С каждым взглядом на Аймель, с каждой новой петлёй с ней я чувствовал, что стрижиха теряет нити жизненной страсти.
– Да, только образно. Не по-настоящему.
Аймель шла плавно, срезая остатки ветра с крыльев, и улыбалась. А я шёл в её хвосте и думал о том, что, однажды приземлившись, ещё ни один стриж не смог взлететь обратно – в жизнь.
– Зачем тогда калечить крылья? Зачем цепляться за скалы? Зачем, в конце концов, сталкиваться на лету – а такие случаи я тоже знал – и падать вниз без сознания и памяти?

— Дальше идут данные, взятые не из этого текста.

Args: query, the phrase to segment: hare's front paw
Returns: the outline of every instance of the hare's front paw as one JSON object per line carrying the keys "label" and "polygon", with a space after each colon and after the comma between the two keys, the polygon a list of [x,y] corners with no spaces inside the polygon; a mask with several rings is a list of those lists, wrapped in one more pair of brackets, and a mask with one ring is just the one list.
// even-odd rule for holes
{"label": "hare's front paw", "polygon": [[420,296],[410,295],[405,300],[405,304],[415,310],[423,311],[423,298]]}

Аймель, всё это уже было и никогда не приводило к новому… Стриж не может приземлиться, никогда. Природа обрекла нас на высиживание яиц друг у друга на спинах.
– Говоришь, природа обрекла? – усмехнулась Аймель.
Она больше не боялась меня. А я… почувствовал всю силу и мудрость древней как Кочующий утёс поговорки – «стрижи не плачут наперегонки».
Аймель сделала вокруг десяток петель, чтобы заметить первые росточки слезы в моём правом глазу. Передо мной медленно и тонко, упорно и с какой-то фатальной неизбежностью возникало лицо Коча – лицо, устремлённое вниз, туда, где земля.
Заглядываться на землю – величайший грех, так что ли сказано в летописи?
– Так кто нас обрёк? – повторила вопрос Аймель.
«Говорю вам, стрижи: мы обречены!» – ответил за меня чей-то глухой беззвучный голос.
Почему они повторяли это? Почему Коч повторял это много-много раз? Почему мне необходимо это понять, прежде чем… прежде чем лететь дальше?..
– Ты это поймёшь, Юрген. Однажды остановившись, ты больше не сможешь летать по-прежнему.
И стрижиха резко обрушилась в штопор, оставив после себя тысячи мелких воздушных вихрей.